Because the novel includes historical figures as characters, many critics have focused on Foden’s accuracy and on his use of history in a book that is not presented as a factual account. In a review in History Today, Richard Rathbone praises Foden for his careful research that makes the book “terrifying real.” Rathbone views the book as not only an entertaining read but also “a brilliant analysis of the essence of a brutal dictator.” Upchurch admires how the novel’s fictional and historical aspects blend smoothly even though the novel “occasionally carries the whiff of the library stacks” and heavily reflects the journalistic background of its author. However, Christopher Hess argues in the Austin Chronicle that, by the second half of the novel, the plot is forced into “easy devices and contrived twists” by the excessive use of historical fact.
Considering the book as a fictional memoir, David Haynes, writing in the Minneapolis Star Tribune, lauds the use of realistic news clippings and journal entries that help Foden’s audience “believe that what we are reading really happened.” However convincing much of Foden’s novel may be, though, Haynes is less enthusiastic about whether Garrigan’s character is truly a man who would not leave Uganda when the going got tough. For the novel to work completely, Haynes argues, Foden must create a believable scenario in which Garrigan’s utter naïveté leads him to remain in Uganda, but he does not succeed in this. “Foden can’t quite create a convincing balance between Garrigan’s guilelessness and the character’s well-informed, historically accurate telling of the story,” he asserts.
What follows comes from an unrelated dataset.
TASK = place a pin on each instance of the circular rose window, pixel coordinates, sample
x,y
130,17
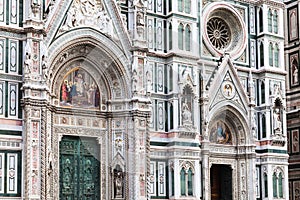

Many critics have praised Foden’s novel for its similarities to the works of other Western authors famous for writing about Africa. Wolfe sees the influence of Graham Greene in the novel, as it is filled with corrupt leaders and spies and takes place in the third world. A number of reviewers have compared the novel with those of Joseph Conrad. Kirkus Reviews finds “Conradian tones” in the novel and Hess calls Garrigan’s experiences in the novel “Conradesque.”
Reviews such as one that appeared in Publishers Weekly have noted the satirical qualities of the novel. Walter Abish, writing for the Los Angeles Times, associates Foden’s writing style with the satirical and farcical style of Evelyn Waugh’s novels. “The introspective Garrigan experiences a failure of nerve that Waugh used with great relish,” he notes. Gilling also sees similarities between Waugh and Foden but believes that Foden “has a more solemn purpose” in his work.